E non venitemi a dire che un cd si sente meglio di un file digitale. La qualità del file digitale dipende dalla compressione e la rete mi permette di trovare file non compressi che hanno una resa audio superiore a quella dei cd.
Fermo restando che io, comunque, non ho un impianto in grado di valorizzare questo aspetto (e dubito che ce l'abbia la maggior parte di voi) e non ho l'orecchio abbastanza affinato per capire appieno la differenza di qualità. Un MP4 e le mie cuffione della Bose per me bastano e avanzano per sentire bene la musica, e questo è quanto.
E quindi, torniamo a bomba: quando compro un cd che cosa sto comprando?
Un supporto.
Che è brutto, scomodo da portarsi dietro, non ecologico, sconveniente sia in termini economici che in termini di spazio. E che utilizzerò una sola volta perché, appena arrivato a casa, di quel cd non farò altro uso che riversarlo su un hard disk per poi dimenticarmene.
Sono tornato in questo vecchio negozio per ritrovare la magia del comprare i dischi "veri" ma l'unica verità è che non c'è nessuna magia. Non c'è mai stata. Era solo una mancanza di scelta che ha generato un'abitudine a cui ho legato dei ricordi piacevoli perché connessi alla scoperta e all'ascolto della musica. Il piacere non è mai derivato dall'oggetto ma dal contenuto.
E io, i soldi su un cd, non ce li butto più, anche perché, la maggior parte di quei soldi, finisce nelle tasche delle case discografiche, della SIAE e dello stato. Tutte entità a cui preferisco dare la minore quantità possibile dei miei risparmi.
Life is a lemon and i want my money back, grida Meat Loaf nelle cuffie che mi sono rimesso sulle orecchie. E cazzo se ha ragione.

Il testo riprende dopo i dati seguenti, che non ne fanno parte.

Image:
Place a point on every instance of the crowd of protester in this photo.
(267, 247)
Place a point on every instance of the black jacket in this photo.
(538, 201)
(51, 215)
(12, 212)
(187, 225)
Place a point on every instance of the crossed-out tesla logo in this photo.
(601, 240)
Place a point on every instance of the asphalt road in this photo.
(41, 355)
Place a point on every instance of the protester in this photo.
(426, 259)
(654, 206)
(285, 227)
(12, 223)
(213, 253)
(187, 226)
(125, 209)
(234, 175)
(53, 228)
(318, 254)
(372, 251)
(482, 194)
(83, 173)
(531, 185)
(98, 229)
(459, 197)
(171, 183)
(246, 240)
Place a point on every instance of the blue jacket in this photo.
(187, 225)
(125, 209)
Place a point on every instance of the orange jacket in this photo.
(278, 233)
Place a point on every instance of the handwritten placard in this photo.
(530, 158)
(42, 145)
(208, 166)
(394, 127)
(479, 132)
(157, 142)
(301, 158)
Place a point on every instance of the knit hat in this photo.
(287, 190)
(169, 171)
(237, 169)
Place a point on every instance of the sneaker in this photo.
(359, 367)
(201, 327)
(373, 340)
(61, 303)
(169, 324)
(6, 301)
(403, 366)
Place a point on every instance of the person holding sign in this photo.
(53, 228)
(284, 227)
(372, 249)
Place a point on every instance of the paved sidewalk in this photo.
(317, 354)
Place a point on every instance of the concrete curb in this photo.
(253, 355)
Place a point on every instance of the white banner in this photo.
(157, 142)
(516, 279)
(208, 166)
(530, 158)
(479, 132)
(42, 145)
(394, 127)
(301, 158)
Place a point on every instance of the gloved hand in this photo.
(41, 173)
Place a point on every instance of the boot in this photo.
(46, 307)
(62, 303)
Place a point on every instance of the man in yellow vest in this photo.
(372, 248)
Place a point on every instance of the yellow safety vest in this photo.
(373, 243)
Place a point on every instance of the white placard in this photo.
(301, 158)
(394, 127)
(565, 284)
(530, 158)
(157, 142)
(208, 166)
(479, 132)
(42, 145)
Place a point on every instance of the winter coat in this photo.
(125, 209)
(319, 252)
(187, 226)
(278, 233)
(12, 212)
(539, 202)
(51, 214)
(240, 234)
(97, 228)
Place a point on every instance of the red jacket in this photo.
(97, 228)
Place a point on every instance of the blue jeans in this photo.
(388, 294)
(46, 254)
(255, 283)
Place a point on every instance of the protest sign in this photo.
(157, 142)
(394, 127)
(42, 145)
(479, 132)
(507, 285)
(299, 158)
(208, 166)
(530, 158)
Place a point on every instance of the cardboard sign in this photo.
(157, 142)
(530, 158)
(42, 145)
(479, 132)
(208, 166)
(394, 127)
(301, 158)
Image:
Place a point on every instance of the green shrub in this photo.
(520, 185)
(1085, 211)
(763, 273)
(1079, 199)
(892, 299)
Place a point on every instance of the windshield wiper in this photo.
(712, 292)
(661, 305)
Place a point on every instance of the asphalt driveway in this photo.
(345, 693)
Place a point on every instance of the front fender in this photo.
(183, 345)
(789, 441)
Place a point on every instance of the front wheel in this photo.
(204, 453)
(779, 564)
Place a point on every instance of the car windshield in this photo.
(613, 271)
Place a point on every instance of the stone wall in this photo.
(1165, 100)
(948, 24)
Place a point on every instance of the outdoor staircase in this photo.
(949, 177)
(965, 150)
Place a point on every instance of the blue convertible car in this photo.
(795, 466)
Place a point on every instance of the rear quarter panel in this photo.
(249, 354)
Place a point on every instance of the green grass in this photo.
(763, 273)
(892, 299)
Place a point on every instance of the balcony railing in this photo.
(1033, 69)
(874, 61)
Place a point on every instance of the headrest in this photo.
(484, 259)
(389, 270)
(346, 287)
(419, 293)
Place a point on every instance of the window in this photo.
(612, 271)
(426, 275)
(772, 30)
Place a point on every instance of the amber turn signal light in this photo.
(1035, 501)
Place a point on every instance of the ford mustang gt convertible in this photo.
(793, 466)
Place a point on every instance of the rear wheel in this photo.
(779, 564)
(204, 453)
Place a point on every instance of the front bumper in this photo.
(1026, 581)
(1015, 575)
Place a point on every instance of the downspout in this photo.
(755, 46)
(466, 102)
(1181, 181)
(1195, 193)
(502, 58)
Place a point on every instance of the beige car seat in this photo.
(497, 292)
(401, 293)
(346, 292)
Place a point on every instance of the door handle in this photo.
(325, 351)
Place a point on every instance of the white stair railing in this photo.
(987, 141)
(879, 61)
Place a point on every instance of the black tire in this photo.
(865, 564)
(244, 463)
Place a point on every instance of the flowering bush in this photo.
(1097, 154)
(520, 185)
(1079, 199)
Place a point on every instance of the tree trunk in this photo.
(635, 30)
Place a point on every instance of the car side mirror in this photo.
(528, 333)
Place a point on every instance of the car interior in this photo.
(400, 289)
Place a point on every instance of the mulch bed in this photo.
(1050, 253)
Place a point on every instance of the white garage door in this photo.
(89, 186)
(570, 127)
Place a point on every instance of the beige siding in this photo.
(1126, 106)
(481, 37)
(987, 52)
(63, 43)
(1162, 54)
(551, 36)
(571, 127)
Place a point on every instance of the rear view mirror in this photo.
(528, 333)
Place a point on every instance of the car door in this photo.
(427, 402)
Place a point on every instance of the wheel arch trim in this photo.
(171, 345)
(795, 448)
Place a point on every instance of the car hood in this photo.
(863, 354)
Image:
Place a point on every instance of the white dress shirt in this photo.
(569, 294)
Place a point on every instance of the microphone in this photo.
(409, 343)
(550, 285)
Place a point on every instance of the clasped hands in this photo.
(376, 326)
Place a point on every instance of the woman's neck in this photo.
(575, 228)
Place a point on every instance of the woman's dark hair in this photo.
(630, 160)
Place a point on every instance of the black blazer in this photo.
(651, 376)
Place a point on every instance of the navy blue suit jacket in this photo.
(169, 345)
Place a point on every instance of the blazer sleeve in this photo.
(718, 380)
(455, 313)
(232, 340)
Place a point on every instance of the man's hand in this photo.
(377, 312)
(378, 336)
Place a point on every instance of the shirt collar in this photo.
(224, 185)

Perché è vero, il negoziante ha ragione: in Italia non c'è la cultura del pagare il giusto prezzo per le cose. Preferiamo rubarle, se è possibile farlo a riparo dalla legge.
Ma è pure vero che, in Italia, il giusto prezzo non esiste. E che chi paga, paga per tre (quando va bene).

Arrivato a quel punto delle mie riflessioni, sto per andarmene.
Poi vedo il piccolo espositore dedicato ai vinili. E io che non ho nemmeno più il piatto e con i 33 giri non ci faccio un cazzo, mi avvicino ugualmente.
Faccio finta di non cercare nulla.
E qualcosa trovo.
Ovviamente non è una prima stampa ma l'ennesima. Sul cellophane c'è un adesivo con sopra scritto che, all'interno dell'album, troverò anche un codice per scaricarne la versione digitale. Non mi serve perché quell'album ce l'ho già in molteplici versioni e su molteplici formati, ma è una cosa che mi fa piacere lo stesso.
Porgo il vinile al negoziante e lo pago, consapevole di non stare comprando un contenuto ma solo il piacere tattile, visivo ed emozionale che mi offre il supporto. E' uno scambio onesto e alla luce del sole.
Esco dal negozio, scatto un paio di foto e risalgo sull'autobus.
Nelle cuffie, Welcome to the Jungle, la prima traccia del disco che mi sono comprato e che non tirerò mai fuori dal cellophane.

You know where you are?
You're in a jungle, baby...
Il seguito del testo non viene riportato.